What we can and must do is come down hard when the bouncer is abused in the ecosystem of contemporary cricket. It was abused in the Boxing Day Test in 2013. Brett Lee, one of the fastest bowlers in the early 21st century, delivered an over to Piers Morgan. At hand were two former Test captains, Mark Taylor of Australia, and Michael Vaughan of England, and Shane Warne. Also at hand was Mark Nicholas, a successful first-class player and captain who is now a broadcaster. The event was advertised as tea-time entertainment.
Lee bowled from 18 yards, and kept following Morgan, who was far out of his depth. There has been no reckoning to this day for this television event. All parties continue to have jobs in cricket broadcasting. In my view, given their unapologetic participation in the event, none of them should be in charge of interpreting and explaining the game to viewers in any professional capacity for the foreseeable future. Nor should the producer responsible for that broadcast or the lawyers who permitted it. Perhaps fans should mute their television sets when any of these individuals are on and let broadcasters know that they are doing so.

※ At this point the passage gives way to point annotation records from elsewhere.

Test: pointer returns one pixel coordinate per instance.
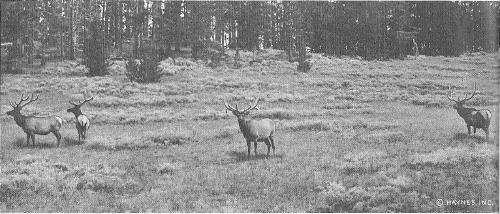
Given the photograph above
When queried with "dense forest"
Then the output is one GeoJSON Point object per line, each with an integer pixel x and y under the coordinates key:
{"type": "Point", "coordinates": [371, 30]}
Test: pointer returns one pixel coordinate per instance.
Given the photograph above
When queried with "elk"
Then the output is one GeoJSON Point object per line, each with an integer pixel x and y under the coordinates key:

It is true that the bouncer can cause terrible accidents. But it is far from alone in the game in its potential to cause these accidents. It is also undeniable tactically essential to the game. That's why it is part of cricket's tradition. Perhaps our innocence about the damage a hard cricket ball can do has been wishful thinking. The authorities themselves have never been quite so naive. Some of us enjoy the sight of batsmen squirming under the onslaught. Had there not been numerically substantial fascination with the idea of an Englishman getting hit by an Australian with a cricket ball, would the macabre tea-time show have occurred? The commentariat has a duty to never discount the seriousness of the bouncer. It is a duty that has been sacrificed from time to time in the game at the altar of nationalism or, more frequently, show business. Perhaps the lesson from Hughes' passing is best learnt by us who comment on the game, and not by the game itself.